At the 2011 AGM, Barbara Watts and Derek Ellis stood down; John Tibbs was elected as Chairman, with Frank Mears as Treasurer.  Later that year, the Society recorded the sad loss of John Rawles, one of the founder members and Chair from 1984-1995. During his reign several additional Rights of Way were designated.

The CFS moved into the modern era with a link on the Calstock Parish Council website giving details of our activities.  A distinctive logo was designed by Rob Shirra.  Marina Dewing produced a short history of the society’s first twenty years, and John Tibbs brought the Constitution up to date.  Both are included in a hand-out sent to new members.  Still on the modernisation theme, the Treasurer, Frank Mears, moved the accounts on to a spread-sheet and introduced electronic banking.

The rainfall during 2012 was exceptionally heavy, though all paths remained open, just. The Countryside Ranger confirmed that funds for rights of way were limited and emphasised the need for self-help in the way of repairs.  The AONB began a Heritage Lottery Fund project on Routeways, and research into the history of paths continued.  Linda went through the numerous files dating from 1984 to 2007 and compiled a sumary before sending several boxfuls of relevant papers to the Parish Archives.

On Christmas Day 2013 Calstock hit the national press when a fifteen-foot wide landslip occurred along Lower Kelly, cutting off the boatyard and about thirty residents. For a while there was a threat to the Danescombe Valley, with a demand for a road to be built there.  Fortunately for the network of Rights of Way, this did not materialise and the damage was repaired by April.

In his report, John Tibbs pointed out that the CFS had reached its thirtieth anniversary; since 1984 the Society had carried out its original aim of safeguarding the footpaths in the Parish and still continued this work.  Celebrations would be held in the summer.  The Society now had its own website, kept up to date by John; the public could report path problems here.  Walks were advertised on the website, by means of leaflets put out in Calstock and Gunnislake, and in the local press.

Work on the new Walks Guides had got under way, with nine walks sent in by members.  The sub-committee had decided on the format and had persuaded local businesses and places of refreshment to provide donations towards the cost.  The response was both enthusiastic and generous.  The nine leaflets, complete with maps, photos and essential information, were in the final stage before printing.  Much of the art work was carried out by Linda, whose brain had to be stretched to take in a new program, Publisher.  The walks guides are now all available to download on the CFS website, and have been widely distributed.  One way or another, most members had played a part in their production and it was good to see this project successfully achieved – albeit after years of discussion!

A new database, also provided by John, reduced the work-load for Linda and Frank.

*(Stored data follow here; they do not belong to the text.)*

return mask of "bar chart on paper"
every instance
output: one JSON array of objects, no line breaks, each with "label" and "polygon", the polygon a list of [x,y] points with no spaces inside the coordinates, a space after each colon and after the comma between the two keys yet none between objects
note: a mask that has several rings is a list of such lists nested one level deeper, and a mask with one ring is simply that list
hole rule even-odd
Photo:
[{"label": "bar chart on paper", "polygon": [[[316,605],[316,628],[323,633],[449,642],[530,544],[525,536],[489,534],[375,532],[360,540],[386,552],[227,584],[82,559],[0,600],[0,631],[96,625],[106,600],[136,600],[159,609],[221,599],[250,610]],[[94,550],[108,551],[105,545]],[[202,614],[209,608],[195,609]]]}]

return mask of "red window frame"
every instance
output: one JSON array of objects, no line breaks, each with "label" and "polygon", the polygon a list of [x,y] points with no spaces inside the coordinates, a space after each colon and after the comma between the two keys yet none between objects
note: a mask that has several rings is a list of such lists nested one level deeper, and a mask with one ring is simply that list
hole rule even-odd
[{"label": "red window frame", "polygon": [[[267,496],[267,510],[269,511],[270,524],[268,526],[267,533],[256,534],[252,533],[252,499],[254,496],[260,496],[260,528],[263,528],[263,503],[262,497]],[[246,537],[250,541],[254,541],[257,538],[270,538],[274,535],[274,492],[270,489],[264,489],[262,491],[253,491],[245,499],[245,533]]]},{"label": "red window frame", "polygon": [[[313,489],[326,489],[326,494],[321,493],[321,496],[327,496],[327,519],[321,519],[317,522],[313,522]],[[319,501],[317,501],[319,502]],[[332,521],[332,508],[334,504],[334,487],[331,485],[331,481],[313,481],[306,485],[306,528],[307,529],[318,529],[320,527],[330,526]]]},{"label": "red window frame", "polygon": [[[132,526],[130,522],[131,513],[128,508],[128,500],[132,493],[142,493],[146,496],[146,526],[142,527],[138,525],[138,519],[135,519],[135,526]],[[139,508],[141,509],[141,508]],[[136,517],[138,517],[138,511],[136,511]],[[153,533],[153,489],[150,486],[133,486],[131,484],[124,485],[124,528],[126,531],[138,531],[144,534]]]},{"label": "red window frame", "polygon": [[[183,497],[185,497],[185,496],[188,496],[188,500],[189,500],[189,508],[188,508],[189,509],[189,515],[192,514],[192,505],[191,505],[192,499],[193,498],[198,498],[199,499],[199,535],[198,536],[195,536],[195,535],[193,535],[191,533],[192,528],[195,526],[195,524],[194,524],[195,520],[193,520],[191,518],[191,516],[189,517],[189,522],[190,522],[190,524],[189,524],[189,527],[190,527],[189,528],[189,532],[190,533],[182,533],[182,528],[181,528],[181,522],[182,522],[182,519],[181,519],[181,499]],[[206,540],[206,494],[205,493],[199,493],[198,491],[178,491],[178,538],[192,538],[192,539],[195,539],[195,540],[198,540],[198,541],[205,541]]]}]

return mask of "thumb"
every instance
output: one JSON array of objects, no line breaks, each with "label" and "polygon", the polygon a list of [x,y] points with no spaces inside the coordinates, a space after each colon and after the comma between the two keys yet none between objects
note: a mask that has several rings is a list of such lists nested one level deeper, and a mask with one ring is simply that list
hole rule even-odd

There were more losses in 2014, with the deaths of Councillor Ian Kirk, always a good friend to the Society, and the former Treasurer and provider of chocolate cake Barbara Watts.  Luckily she had been able to come to the 30th Anniversary Picnic, held on Calstock village green on a fine day in August, along with other former officers and a large number of members.

The years 2008 to 2014 saw a steady increase in membership numbers, with fluctuations year to year.  The Society is grateful to all the ‘non-walking’ members for their support and work.  Also much appreciated are the walks leaders, who cheerfully take on the responsibility of finding and checking suitable routes, and guiding the walkers who take part.  The number of path monitors also fluctuates but volunteers manage to carry on this valuable work. 

Socialising is an important part of our activities, reflected by the buzz of chatter whenever we meet up.

The effectiveness of any group depends very much on the hard work and enthusiasm of its members.  The history of the CFS related above and in Village Byways, shows these qualities in action in all sorts of ways.  In return our members can enjoy the beautiful scenery and fascinating history of the Tamar Valley, in the company of friendly companions.